# Model Interpretation

Understanding *why* the model predicts churn.
Using SHAP (SHapley Additive exPlanations).

In [None]:
import pandas as pd
import numpy as np
import matplotlib.pyplot as plt
import xgboost as xgb
import shap

from sklearn.model_selection import train_test_split

# Import pipeline
import sys
sys.path.append('..')
from src.preprocessing import get_processed_data

In [None]:
# Load data
df = get_processed_data('../data/Telco-Customer-Churn.csv')

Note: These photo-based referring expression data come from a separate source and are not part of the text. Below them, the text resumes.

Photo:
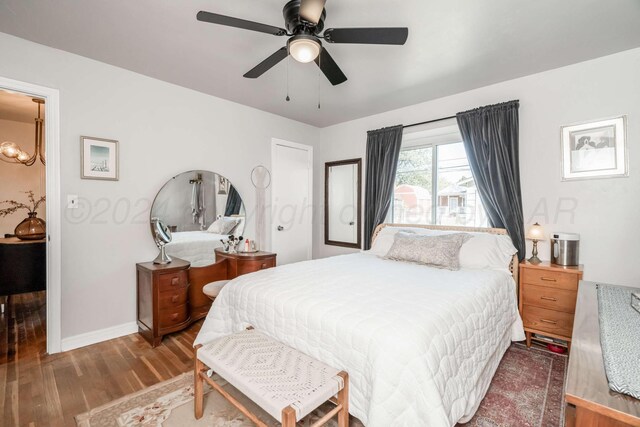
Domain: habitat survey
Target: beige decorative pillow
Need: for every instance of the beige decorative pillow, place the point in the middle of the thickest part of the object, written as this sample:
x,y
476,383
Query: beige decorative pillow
x,y
221,226
435,251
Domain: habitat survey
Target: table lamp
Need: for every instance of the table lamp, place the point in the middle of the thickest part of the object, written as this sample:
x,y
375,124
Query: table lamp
x,y
535,234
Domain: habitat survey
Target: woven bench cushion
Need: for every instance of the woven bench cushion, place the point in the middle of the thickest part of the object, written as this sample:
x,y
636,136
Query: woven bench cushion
x,y
271,374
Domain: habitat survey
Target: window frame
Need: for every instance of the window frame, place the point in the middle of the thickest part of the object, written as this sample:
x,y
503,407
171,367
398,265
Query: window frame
x,y
442,135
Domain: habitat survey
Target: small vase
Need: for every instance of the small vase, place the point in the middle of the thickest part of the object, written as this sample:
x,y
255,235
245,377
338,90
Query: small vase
x,y
32,228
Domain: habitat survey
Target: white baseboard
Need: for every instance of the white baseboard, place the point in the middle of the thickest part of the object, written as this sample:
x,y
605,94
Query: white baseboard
x,y
100,335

# Preprocess (same as modeling)
df.drop('customerID', axis=1, inplace=True)
df['Churn'] = df['Churn'].apply(lambda x: 1 if x == 'Yes' else 0)
df = pd.get_dummies(df, drop_first=True)

X = df.drop('Churn', axis=1)
y = df['Churn']

X_train, X_test, y_train, y_test = train_test_split(X, y, test_size=0.2, random_state=42)

In [None]:
# Retrain XGBoost (Best Performer)
model = xgb.XGBClassifier(use_label_encoder=False, eval_metric='logloss')
model.fit(X_train, y_train)

## SHAP Analysis
Global Feature Importance

In [None]:
explainer = shap.Explainer(model)
shap_values = explainer(X_test)

shap.summary_plot(shap_values, X_test)

### Key Insights
1. **Contract_Month-to-month**: High values (Red) push SHAP value positive -> **Increases Churn Risk**.
2. **Tenure**: Low values (Blue) push SHAP value positive -> **New customers churn more**.
3. **InternetService_Fiber optic**: Pushes towards churn (Red dots to right). Maybe service quality issues?
4. **TotalCharges**: High charges -> Higher churn.

## Local Explanation
Why did *this specific person* churn?

In [None]:
# Pick a random churner
churn_idx = y_test[y_test == 1].index[0]
idx_loc = y_test.index.get_loc(churn_idx)

shap.plots.waterfall(shap_values[idx_loc])

This waterfall chart shows exactly which features pushed this user's probability from the baseline to 'Yes'.